まず、適当な温度を保つことです。冬、暖房してある部屋は乾燥しがちなので、湿度にも気を配ります。また、冷たい外気に直接あたってはいけないので、マスクをします。これは、インフルエンザなどの場合、公衆衛生の面からも重要です。
できるだけうがいをするのもよい。うがい液は二パーセント重曹水(じゅうそうすい)、二パーセント硼酸水(ほうさんすい)が望ましいですが、塩水・ぬるま湯・ぬるい番茶でもよいです。
病室にはホコリをたてません。
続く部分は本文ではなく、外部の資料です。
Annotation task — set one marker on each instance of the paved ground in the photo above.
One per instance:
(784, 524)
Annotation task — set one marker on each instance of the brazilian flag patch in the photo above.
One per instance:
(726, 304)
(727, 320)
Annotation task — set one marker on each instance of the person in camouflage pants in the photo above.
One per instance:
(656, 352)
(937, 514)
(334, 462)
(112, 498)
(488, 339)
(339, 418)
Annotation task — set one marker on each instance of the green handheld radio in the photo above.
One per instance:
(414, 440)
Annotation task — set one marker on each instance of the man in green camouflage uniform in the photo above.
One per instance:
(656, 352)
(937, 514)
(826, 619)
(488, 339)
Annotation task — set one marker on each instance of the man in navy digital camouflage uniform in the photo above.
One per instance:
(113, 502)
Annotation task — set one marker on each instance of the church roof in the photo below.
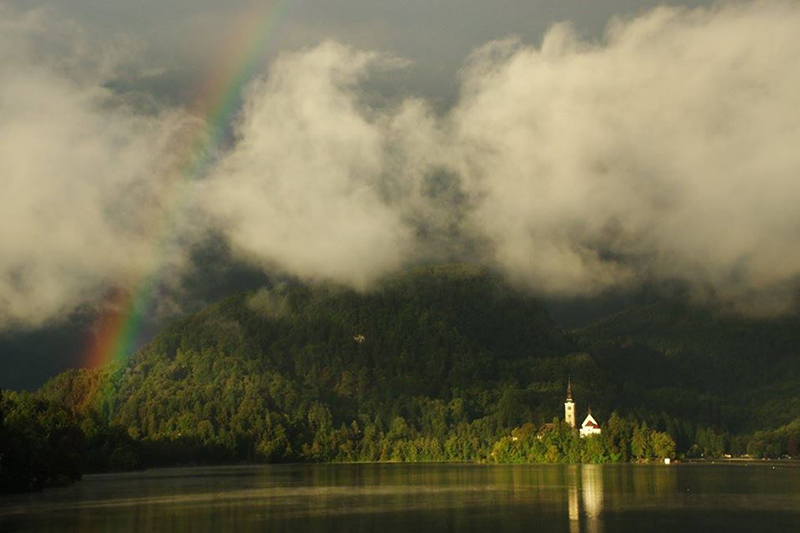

病人のいる部屋を掃除するときは、電気掃除機を使います。タバコなどの刺激物をさけるのはいうまでもありません。
民間療法
水あめに大根おろしを溶きまぜたものを、一日数回なめればよいといわれます。
皮のままのレンコンのおろしを盃三杯に、皮のままのショウガのおろし・食塩・砂糖、いずれも少々を混合し、熱湯を注いだものを飲みます。